Basically looking for any useful trading psychology resources that you can recommend. Doesn't necessarily have to be completely trading related. My collection so far Brett Steenbarger (https://traderfeed.blogspot.com/ && https://leadingrenewal.blogspot.com/ ) Alphamind101/Steven Goldstein ( https://alphamindblog.blogspot.com/ ) Mark Douglas (Trading in the zone) Rande Howell (https://www.youtube.com/user/igniteyourspark/videos) I've read a lot from Brett, also from alphamind and listened to some of the podcasts, i've watched some of the Mark Douglas presentations and watched the YT review of the book(didn't actually read the book, but i get it what he means) and also just most recently found that Rande Howell on youtube and i think he is the best to explain the psychology of trading and the theory behind it. Maybe there are more gems like this. Anyways, i am sure there are a lot more resources, but i am looking if you have any personal recommendations for trading psychology. Not sure there is much new to find out, but it's fine for me if it overlaps. The more confluence, from as many independent resources just means that there must be something to it. (same as with charts hehe)
Bias and fallacies are kind of innate. I recall Daniel Kahneman telling you won’t fix it. You can only become aware of these “imperfections”. The best you can do is ... Make the good easier and the bad harder. What people can do is they can recognize situations or circumstances under which they are likely to be biased and then they should suspect their own judgment, but that is very difficult to do. - Daniel Kahneman Belief is Experience. You either adapt from failures or not. I don’t believe that the answer is psychological. It’s more a behavioral routine, habits, self reinforcement. Beautiful minds see what others don’t. But you can be both right and getting broke. A mathematician is a person who can find analogies between theorems; a better mathematician is one who can see analogies between proofs and the best mathematician can notice analogies between theories. One can imagine that the ultimate mathematician is one who can see analogies between analogies. -Stefan Banach The edge is elsewhere my friend, Stupid & Mindless can make good money trading. I'd rather be dumb and antifragile than extremely smart and fragile, any time. - Nassim Taleb It’s definitely not an IQ nor a “rational” venture. Give a bot stupid algorithms, it will blow up. Give a turtle a nice plan, it will succeed. But resources wise ... Daniel Kahneman’s works. Jesse Livermore’s tales. Farnam Street’s blog. Just avoid avoidable mistakes. Through practice and feedbacks.
Ever heard that saying 'Beating a drum in search of a fugitive'? I got that from Alan Watts. My interpretation of it is that you never find the thing you are pursuing by being proactive and determined. One of the most important personal abilities required of trading is patience. A book can tell you that and you only need to hear it once. But a book can't make you patient. Neither will you find patience by consuming more and more knowledge about it. You must go in completely the opposite direction. You should be able to just sit and watch and feel all the urges to trade or exit early or enter without a plan etc.. generally you must feel the monkey but not be the monkey. A book can't give you this. You don't need a book. You just need to listen.

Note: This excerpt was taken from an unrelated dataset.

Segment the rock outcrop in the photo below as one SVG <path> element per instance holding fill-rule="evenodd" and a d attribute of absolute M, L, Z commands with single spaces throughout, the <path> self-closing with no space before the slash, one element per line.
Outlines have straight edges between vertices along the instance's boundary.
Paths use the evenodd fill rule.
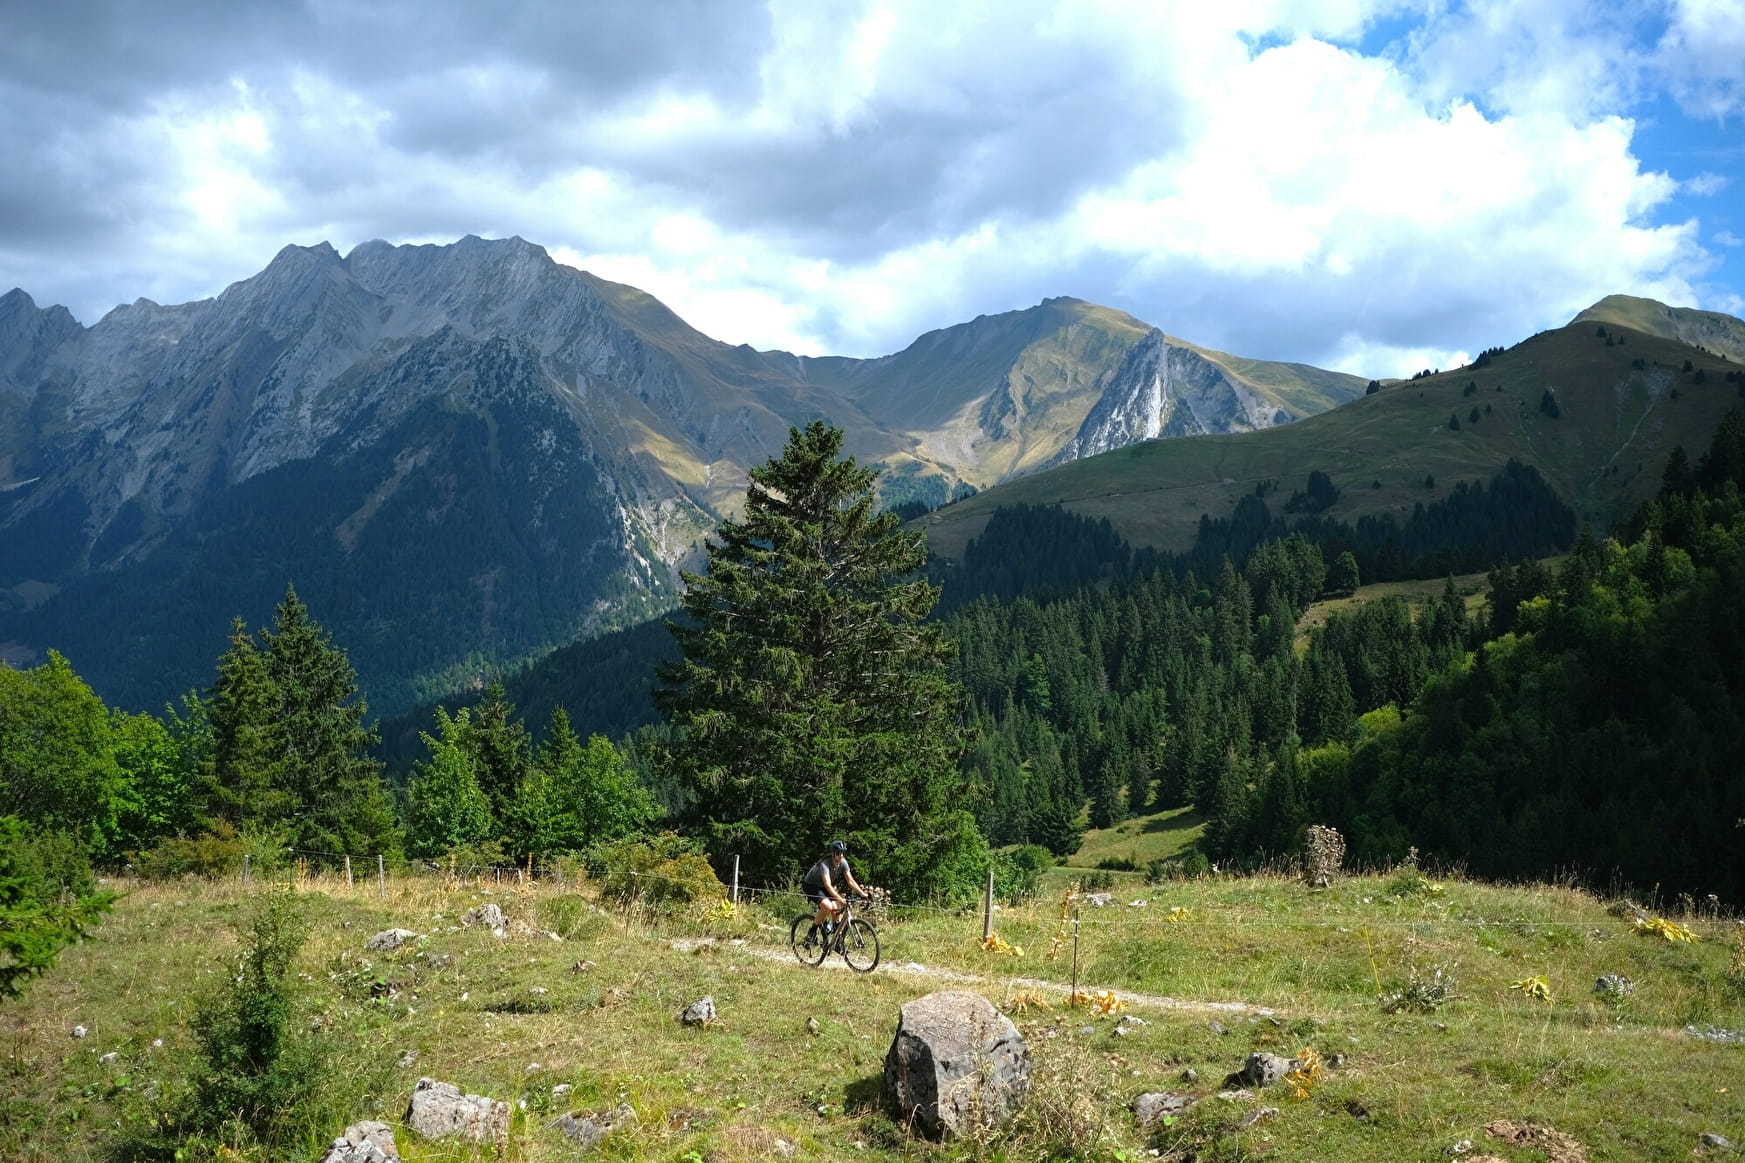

Take the saying "Buy when there's blood on the street" and yet, no one buys. Why? Easier said than done because at that moment when the market is collapsing you have a strong bias and extreme opinions that stop you from taking actions. All the promises you made and yet could not pull the trigger. When things are extreme, we develop very strong biases. Our mind is complex, and we do not have a measure of fear, greed, and hope. Understanding each one of our actions is very though or merely impossible. Focus on strategy development, backtest it, and let future take its hold. If discipline is not in your DNA, you can have a trading psychology library at home, and it will not move the dial in your actions.
Here is one tip regarding trading and psychology. No amount of sound psychology will make up for not having a trade-able edge.
Theoretical knowledge is what helps you understand your fallibilities, tendancies, destructive behavior etc... So you can be better aware of it when needed and put yourself into a proper mindset. Yeah, a profitable strategy is a prerequisite. But once you have that, without proper execution, you've done shit. Was watching a random youtube video of live trading and the guy said "I don't want to buy here, but i have to". Maybe stupid, but for some reason it just sticks so well with me... It's so simple, yet it takes you and ones ego out of the question, allowing for the strategy to be executed properly.
When you have a plumbing problem, You don’t go through all the theoretical knowledge. You know ... The chemistry of water, The physics of copper and zinc. You’re looking for a problem, Definitely not for a solution. Keep things down to earth. “I clicked while I shouldn’t have” No need to find answer into “Cognitive Science”. Man .. it’s a stupid click. “Yeah but it’s a space odyssey cognitive quantum Decoherence“ Just don’t do it again. “I Need to decode the DNA sequence and find an anomaly there” Face Palm Most of the Psychology isn’t Science by the way.